Cela pose clairement la question du choix politique, de la liberté de choix quand on est privé des outils intellectuels, et on ne parle pas uniquement de l’électorat de Mme Le Pen, mais aussi de ceux de MM. Macron, Mélenchon(partiellement), Hamon, etc., dans un pays pourtant riche d’une histoire politique et sociale; cela pose la question de la nécessité de clarifier ce pourquoi on fait de la politique, de ce qu’est être de gauche et de droite. Car ces repères sont essentiels; ils sont les marqueurs du rapport de classes, dévoyés parfois par la propagande et la corruption oligarchique, mais nécessaires à un choix politique clair et sans manipulation des citoyens; il faut préserver ces notions de droite et de gauche, se les réapproprier, les reconquérir, les débarrasser de leur perversion quand cet idéal de gauche et son contenu ont été trahis (par le Parti socialiste) ou instrumentalisés (par le Front national).
Il faut garder ces mots, ces outils comme un trésor collectif, essentiel à l’humanisme, la république, la démocratie, car ces mots et leurs contenus (droite, gauche, classes sociales, laïcité, vertu, égalité, bien public, fraternité, nationalisation, liberté, intérêt général…), sont les marqueurs de la démocratie républicaine, une idée de gauche ne nous y trompons pas, bien française à son origine.
Le seul choix proposé aujourd’hui –l’idée de droite en fait– celui de l’oligarchie, d’une société de consommation à plusieurs vitesses, pyramidale par sa conception archaïque du pouvoir, conservatrice car elle défend des privilèges, même habillée de fesse-bouc et transmise par smartphone, avec cette nécessité pour elle d’un sous prolétariat permanent (d’où de nouveaux trafics de main d’œuvre qui expliquent les migrations massives et les conflits non résolus) qui sert de volant de chômage, dénommé «compétitivité» (une concurrence entre exploités), de réserves de pauvreté pour accroître l’exploitation nécessaire à une société de privilèges, ne peut pas être le seul choix possible de l’humanité, en France et ailleurs.

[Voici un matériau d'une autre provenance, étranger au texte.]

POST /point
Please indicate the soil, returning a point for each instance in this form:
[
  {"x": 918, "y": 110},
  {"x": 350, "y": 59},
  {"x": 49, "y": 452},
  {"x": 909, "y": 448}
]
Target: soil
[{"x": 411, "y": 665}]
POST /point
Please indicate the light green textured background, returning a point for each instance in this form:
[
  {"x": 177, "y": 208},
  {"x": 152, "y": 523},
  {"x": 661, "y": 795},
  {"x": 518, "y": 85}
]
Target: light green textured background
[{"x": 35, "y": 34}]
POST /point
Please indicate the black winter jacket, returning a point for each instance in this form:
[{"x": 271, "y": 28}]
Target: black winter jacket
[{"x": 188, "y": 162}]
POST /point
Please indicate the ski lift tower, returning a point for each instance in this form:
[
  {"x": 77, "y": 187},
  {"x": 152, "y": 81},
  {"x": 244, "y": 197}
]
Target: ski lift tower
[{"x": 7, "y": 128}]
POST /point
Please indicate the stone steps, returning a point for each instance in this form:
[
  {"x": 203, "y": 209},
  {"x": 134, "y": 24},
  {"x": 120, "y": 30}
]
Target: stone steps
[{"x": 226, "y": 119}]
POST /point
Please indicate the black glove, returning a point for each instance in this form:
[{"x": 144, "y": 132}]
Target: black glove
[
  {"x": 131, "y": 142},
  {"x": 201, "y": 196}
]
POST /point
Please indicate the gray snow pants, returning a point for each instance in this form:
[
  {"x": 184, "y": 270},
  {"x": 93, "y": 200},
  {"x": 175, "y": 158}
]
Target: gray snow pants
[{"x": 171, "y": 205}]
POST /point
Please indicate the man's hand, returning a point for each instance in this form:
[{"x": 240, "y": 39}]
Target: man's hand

Le «et droite et gauche» totalitaire de M. Macron, qui ne fédère en fait que la droite et l’idée de droite sous son pouvoir tout en niant l’idée de gauche, est en fait une fin de la démocratie. Cette fin est ce que proposent M. Macron et cette Europe, sur le modèle politique hégémonique allemand du parti unique (entre les deux partis dits «de gouvernement») où les élections ne sont qu’une parodie de démocratie, un simulacre, et où la caste politique se répartit le pouvoir pour des questions de rivalités, de personnes, mais surtout pas pour des alternatives véritables remettant l’intérêt général et le bien public au centre de la vie politique.
L’organisation constitutionnelle actuelle du jeu électoral, pas démocratique de fait puisque qu’avec une faible minorité (24%) un candidat devient un monarque, est une autre manifestation de la perversion du système démocratique.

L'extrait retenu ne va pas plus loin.